Contributing Emissions

When we think of air pollution, we likely think of vehicle emissions and their significant contribution to global climate change. However, in a recent study led by the National Oceanic and Atmospheric Administration (NOAA), scientists found that the top contributor to urban air pollution is actually a close race between vehicle emissions and chemical products that are created from petroleum — products like perfume, cleaning agents, pesticides and paints. These findings are published in the journal Science.

The study's most surprising finding is that these products contribute about as much to air pollution as the entire transportation sector, even though people use significantly more fuel than they do petroleum-based chemical products. In fact, people use 15 times more fuel, by weight, than they do these products. So how can this be?

Smog over Los Angeles, 2010. Image Credit: Raul Alvarez / NOAA

Well, one reason is that chemical products produce tiny particles capable of damaging human lungs at a rate twice as high as the transportation sector. The nature of these two pollutants and how we use them makes their impact different from one another. Gasoline is typically stored in airtight vessels and is burned to release energy. Chemical products are designed to evaporate, so instead of storing them so rigidly, we apply them to our skin and our homes, purposely allowing them to enter the air.

Making Changes

This study found that current air pollution inventories overestimate the contributions of vehicle emissions, while underreporting emissions from chemical products by about two or three times. Previous Environmental Protection Agency research estimated that emissions contributed about 75 percent of volatile organic compound (VOC) emissions, and chemicals about 25 percent. The new study suggests the ratio is more like 50:50, partially because vehicle pollution standards have become so much more stringent in the past few decades.

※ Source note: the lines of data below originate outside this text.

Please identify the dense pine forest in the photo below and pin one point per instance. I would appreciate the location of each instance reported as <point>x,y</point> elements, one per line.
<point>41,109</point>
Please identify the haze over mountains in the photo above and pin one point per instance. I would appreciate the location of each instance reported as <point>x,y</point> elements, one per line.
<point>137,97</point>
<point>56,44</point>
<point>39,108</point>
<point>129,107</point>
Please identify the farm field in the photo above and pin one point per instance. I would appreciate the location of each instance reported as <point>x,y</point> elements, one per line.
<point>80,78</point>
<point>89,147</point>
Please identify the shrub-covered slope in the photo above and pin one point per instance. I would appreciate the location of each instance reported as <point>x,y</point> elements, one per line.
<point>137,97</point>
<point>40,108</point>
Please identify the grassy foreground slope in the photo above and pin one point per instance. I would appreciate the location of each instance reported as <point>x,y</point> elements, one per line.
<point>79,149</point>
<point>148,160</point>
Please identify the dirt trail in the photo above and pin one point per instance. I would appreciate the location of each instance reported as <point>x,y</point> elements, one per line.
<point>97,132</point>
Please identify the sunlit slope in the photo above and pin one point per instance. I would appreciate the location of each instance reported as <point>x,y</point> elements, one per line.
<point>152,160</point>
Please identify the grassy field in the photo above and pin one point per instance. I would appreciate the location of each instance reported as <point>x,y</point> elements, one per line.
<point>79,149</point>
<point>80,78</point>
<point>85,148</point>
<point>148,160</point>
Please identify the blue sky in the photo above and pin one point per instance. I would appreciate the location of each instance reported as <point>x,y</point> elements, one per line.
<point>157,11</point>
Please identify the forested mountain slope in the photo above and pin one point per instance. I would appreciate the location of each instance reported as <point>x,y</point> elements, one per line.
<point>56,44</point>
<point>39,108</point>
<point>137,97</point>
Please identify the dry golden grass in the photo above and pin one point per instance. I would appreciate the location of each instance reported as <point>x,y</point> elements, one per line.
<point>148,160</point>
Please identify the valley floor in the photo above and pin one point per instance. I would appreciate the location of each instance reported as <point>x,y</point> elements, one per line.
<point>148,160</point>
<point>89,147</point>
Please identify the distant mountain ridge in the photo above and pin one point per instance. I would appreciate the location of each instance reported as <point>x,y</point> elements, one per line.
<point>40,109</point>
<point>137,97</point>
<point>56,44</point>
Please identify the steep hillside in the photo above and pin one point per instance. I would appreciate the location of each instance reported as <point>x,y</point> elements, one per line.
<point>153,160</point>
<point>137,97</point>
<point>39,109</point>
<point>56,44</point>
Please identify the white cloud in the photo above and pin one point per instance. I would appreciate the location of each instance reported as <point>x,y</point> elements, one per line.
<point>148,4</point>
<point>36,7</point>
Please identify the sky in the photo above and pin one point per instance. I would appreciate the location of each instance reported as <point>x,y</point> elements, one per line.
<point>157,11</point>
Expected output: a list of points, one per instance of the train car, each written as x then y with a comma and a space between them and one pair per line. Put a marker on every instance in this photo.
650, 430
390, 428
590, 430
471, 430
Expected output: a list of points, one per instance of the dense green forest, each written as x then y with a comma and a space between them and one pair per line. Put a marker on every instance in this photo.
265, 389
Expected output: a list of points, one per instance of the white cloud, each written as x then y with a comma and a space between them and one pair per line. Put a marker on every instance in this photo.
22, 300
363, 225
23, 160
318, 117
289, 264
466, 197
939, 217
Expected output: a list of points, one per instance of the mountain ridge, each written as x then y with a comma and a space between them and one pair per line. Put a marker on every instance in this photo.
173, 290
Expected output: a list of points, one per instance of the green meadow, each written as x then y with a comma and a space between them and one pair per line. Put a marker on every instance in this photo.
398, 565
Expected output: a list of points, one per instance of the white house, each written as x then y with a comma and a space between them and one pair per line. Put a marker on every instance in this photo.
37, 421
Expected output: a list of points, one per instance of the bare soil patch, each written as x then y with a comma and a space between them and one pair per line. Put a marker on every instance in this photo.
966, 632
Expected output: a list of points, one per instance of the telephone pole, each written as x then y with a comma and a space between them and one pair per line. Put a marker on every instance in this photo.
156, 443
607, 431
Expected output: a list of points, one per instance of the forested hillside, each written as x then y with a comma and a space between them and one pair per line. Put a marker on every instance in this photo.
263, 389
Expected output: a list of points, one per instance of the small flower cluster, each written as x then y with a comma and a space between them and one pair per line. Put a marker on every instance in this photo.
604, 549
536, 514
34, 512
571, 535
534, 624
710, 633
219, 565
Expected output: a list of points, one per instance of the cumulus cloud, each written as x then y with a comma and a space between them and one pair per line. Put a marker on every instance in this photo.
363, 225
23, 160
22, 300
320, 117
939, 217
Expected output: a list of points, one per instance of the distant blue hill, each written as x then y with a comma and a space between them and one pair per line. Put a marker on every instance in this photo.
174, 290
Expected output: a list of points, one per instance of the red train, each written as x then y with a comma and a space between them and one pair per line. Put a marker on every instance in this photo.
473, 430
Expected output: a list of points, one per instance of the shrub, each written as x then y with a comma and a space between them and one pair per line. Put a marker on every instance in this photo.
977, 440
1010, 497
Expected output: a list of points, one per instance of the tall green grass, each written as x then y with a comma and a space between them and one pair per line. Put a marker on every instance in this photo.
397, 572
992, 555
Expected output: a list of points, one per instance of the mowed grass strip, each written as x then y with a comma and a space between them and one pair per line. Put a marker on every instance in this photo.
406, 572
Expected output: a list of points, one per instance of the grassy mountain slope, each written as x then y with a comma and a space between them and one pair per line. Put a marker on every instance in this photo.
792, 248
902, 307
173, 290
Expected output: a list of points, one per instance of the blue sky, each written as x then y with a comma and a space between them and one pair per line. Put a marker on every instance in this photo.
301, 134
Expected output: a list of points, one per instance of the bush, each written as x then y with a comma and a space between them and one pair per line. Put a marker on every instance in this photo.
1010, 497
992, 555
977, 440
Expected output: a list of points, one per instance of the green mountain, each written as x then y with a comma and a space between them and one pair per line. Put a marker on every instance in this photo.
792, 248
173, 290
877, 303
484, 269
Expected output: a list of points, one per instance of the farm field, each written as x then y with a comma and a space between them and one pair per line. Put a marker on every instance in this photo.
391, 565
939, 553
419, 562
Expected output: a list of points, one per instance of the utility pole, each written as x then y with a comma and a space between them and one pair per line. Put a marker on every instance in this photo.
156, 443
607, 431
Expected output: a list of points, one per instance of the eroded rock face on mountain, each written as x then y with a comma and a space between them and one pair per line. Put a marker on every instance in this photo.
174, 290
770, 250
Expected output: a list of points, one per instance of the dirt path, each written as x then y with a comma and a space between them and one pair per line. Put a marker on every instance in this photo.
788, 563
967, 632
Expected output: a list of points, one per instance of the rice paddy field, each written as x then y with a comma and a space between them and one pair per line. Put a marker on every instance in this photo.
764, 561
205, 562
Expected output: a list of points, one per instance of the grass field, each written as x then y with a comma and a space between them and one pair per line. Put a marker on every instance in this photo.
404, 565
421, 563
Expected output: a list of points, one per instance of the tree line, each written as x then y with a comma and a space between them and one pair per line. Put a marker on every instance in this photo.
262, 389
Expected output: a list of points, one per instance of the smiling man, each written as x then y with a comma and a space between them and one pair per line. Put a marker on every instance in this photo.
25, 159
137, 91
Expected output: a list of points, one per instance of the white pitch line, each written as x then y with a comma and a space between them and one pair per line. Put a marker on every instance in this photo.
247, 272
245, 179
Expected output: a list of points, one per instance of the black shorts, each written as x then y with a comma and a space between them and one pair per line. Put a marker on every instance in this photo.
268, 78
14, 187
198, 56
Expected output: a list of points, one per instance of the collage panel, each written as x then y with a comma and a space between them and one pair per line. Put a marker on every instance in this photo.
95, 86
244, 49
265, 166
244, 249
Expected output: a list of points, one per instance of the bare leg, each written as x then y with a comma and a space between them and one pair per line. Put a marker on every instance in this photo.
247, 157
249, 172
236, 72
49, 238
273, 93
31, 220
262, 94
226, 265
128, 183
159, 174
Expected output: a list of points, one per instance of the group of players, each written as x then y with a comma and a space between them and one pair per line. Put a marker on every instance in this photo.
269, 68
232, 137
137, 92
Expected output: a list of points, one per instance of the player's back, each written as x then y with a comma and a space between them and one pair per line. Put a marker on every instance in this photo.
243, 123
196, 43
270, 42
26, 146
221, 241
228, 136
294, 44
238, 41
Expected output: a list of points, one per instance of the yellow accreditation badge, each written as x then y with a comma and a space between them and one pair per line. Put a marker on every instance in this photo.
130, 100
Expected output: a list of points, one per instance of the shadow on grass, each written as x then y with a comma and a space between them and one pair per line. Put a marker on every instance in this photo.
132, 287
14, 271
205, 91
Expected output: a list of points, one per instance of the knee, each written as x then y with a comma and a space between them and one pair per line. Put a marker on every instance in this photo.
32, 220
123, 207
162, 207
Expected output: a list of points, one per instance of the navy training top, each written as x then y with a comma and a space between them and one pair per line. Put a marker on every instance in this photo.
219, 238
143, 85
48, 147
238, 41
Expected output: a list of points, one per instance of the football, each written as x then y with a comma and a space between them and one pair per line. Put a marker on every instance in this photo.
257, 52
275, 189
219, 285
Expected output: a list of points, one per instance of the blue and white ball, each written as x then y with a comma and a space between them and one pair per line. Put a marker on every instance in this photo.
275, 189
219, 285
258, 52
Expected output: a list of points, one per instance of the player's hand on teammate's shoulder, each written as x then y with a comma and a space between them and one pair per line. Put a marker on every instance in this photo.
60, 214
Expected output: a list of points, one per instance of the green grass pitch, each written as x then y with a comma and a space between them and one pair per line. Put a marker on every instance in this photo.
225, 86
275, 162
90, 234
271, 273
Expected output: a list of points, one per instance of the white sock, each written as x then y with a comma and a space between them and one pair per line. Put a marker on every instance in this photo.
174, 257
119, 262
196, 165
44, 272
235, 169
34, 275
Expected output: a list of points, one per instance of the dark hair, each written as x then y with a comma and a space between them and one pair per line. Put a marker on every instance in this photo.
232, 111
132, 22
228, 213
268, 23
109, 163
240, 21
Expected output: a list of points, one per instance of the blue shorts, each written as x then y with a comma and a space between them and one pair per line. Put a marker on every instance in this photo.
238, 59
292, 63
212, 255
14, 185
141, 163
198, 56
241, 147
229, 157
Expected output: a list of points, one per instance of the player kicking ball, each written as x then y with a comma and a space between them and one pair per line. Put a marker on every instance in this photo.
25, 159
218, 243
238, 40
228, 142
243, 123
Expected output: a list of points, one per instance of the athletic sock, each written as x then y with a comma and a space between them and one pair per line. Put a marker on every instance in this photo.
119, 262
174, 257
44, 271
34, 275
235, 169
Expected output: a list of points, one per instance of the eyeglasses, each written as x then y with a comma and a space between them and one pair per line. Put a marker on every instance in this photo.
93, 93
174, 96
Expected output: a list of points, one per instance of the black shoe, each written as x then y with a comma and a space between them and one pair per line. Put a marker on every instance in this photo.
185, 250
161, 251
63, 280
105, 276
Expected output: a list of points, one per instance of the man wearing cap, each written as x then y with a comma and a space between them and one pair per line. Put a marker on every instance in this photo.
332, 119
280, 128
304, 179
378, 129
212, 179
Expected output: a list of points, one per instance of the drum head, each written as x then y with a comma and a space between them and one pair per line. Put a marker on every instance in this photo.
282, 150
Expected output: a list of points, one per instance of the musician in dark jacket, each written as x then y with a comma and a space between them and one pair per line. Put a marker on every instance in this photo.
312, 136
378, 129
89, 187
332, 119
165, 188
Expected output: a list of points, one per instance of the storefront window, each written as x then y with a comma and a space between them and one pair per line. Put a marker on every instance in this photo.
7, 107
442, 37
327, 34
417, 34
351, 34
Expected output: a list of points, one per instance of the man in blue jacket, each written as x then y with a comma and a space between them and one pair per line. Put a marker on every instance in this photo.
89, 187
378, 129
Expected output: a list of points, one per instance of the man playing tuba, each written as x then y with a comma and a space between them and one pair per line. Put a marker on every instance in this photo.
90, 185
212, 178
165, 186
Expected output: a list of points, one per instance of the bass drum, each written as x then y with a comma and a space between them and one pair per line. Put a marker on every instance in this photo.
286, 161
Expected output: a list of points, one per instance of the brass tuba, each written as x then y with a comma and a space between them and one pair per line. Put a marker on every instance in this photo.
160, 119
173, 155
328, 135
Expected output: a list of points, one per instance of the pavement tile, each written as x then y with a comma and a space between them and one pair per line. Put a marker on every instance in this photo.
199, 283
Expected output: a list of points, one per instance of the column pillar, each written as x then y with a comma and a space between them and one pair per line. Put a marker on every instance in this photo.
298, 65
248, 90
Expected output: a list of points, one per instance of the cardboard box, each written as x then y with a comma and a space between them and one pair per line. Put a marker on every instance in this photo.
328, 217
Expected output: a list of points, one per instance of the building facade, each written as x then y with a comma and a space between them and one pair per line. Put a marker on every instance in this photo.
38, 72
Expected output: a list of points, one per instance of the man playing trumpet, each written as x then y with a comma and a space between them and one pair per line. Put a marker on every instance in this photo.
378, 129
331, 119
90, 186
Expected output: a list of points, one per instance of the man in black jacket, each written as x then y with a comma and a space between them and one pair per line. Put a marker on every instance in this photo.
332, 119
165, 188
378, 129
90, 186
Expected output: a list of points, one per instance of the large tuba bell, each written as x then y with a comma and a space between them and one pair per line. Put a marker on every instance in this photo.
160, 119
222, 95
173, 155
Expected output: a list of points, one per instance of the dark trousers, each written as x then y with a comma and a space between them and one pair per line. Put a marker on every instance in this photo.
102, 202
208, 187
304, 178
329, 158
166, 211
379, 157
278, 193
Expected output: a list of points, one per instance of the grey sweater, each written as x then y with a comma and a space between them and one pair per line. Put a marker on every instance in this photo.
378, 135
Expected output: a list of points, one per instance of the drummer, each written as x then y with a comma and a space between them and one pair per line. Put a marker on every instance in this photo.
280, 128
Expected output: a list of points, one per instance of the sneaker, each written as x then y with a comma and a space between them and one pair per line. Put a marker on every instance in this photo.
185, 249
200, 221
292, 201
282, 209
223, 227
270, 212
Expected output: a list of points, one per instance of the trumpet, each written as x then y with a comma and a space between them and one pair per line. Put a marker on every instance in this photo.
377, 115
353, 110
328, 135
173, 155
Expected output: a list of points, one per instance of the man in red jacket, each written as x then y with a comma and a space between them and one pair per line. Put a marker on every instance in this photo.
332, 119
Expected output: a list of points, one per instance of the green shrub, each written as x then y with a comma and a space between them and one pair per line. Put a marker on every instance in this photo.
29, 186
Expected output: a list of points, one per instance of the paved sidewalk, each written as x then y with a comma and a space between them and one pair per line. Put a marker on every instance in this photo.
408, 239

Though air pollution has seen a live-saving decline in some places, like the United States, it continues to be a huge issue worldwide.

"As transportation gets cleaner, those other sources become more and more important," said Brian McDonald, lead author and scientist in NOAA's Chemical Sciences Division, in a press release.

As we continue to "clean up" the transportation sector, it is imperative that we use this vital information. Air pollution can have an astonishing array of negative health effects, from dementia in adults to stunted brain development in children, and even death. Transportation might be the most visible contributor to this, but it is not alone.